Mooney is the instructor and co-ordinator for Yukon College’s Heritage and Cultural Essential Skills, or HACES, program. Ten-week sessions have run since 2009 in Mayo, Ross River, Pelly Crossing, Dawson City, Carcross, Teslin and Whitehorse. Last month, Mooney brought the program to the prison for the first time.

The idea behind the HACES program, said Mooney, “is to build capacity to manage, interpret and celebrate First Nations heritage resources.”

Students complete a series of modules designed to improve their reading, writing and oral communication, and to introduce them to the heritage resource sector. The goal is to help students to become stewards of their own heritage.

This could mean working as tour guides at museums or cultural centres in the communities, as game guardians, or to help First Nations collect oral histories.

When the HACES program runs in the communities, its modules are often targeted specifically at local culture and history, but at the prison, the adapted program was pan-Yukon. The program was also condensed to four weeks, running Monday to Friday from 8:30 to 4, to allow inmates with short sentences to participate. Nine inmates registered for the initial program, with six completing it - the other three were released partway through.

“I think the program was really well received by the students,” said Mooney. “It was something that they signed up for, that they decided they wanted to do,” as opposed to being mandatory programming. “Because of that, they took full ownership of it. They came to class on time, they did the homework they had to do, and the classwork they had to do, and it really paid off in the end.”

Logistics was a challenge. At the prison, things like family visits, court dates and meetings with lawyers occur on a fixed timeline, regardless of the class schedule. Mooney and her lineup of guest instructors structured the modules to be discrete, so that a student who missed a day or two would be able to jump right back in.

The students began with general concepts - with modules like “What IS Culture?” and “Community Heritage Basics” - and then moved into coursework on Yukon land claims, traditional knowledge, and skills sessions focused on project management, computer use, and research techniques.

Their final project was the creation of a poster or pamphlet about a particular heritage resource. One group focused on the stone sheep found in Teslin Tlingit Council traditional territory, while another tackled the history of the Canol Road.

Mooney hopes that the program will help build connections between the inmates and the college. “The idea is to wrap services around the offender while they are in the correctional centre and then to move them out into the communities surrounded by that,” she said. “HACES fits into this because it really gets the students thinking about themselves, as someone who they used to be or who they want to be, and in the interest area that they’re passionate about… And then the idea is, they’ve already got a connection to the college, then they’re set up very well to come up and be part of life here. The idea is to bring in the support that these folks need when they get out. Because, they say, they just don’t have enough.”

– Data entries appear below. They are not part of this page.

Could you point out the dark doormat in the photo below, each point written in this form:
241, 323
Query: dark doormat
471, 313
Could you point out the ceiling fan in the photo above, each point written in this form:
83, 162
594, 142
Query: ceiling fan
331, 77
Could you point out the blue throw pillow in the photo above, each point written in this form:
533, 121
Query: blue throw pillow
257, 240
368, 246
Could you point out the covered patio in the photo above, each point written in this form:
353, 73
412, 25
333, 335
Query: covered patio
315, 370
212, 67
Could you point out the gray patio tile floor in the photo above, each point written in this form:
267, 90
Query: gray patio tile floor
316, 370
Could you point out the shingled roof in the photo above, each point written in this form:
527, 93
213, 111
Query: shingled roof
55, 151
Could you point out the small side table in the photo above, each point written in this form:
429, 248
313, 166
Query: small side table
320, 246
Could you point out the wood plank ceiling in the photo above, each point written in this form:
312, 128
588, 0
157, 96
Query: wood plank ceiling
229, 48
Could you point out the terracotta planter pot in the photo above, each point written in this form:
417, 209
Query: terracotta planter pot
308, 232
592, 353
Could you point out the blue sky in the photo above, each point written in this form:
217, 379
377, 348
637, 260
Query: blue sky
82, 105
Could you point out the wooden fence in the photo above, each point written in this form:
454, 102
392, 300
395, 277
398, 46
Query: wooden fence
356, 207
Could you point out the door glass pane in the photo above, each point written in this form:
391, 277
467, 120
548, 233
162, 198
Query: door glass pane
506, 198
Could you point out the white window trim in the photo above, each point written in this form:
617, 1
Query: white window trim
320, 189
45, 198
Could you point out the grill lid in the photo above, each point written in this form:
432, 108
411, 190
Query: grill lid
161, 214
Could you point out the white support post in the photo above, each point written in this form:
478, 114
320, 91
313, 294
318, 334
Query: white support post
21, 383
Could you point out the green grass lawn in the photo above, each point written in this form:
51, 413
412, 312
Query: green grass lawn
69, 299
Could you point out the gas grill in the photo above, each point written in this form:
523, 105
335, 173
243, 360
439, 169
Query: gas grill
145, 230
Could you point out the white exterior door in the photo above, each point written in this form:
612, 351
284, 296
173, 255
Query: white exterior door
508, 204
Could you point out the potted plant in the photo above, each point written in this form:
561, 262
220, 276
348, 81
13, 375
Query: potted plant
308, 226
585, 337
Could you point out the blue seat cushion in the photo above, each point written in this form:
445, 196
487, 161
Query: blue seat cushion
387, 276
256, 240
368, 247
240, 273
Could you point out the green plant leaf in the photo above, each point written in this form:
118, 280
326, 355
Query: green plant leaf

The course was designed to allow inmates to also complete the 10-week program in their home communities after their release, without too much repetition or crossover.

The new offering at the WCC is just one part of an expanded First Nations-focused program at the centre. The Department of Justice announced this week that a First Nations Reintegration Program, created in partnership with the Council of Yukon First Nations, is also in the works.

A second session of the WCC HACES program begins on Tuesday, November 12, and runs until December 11. Eleven inmates have registered for the second offering.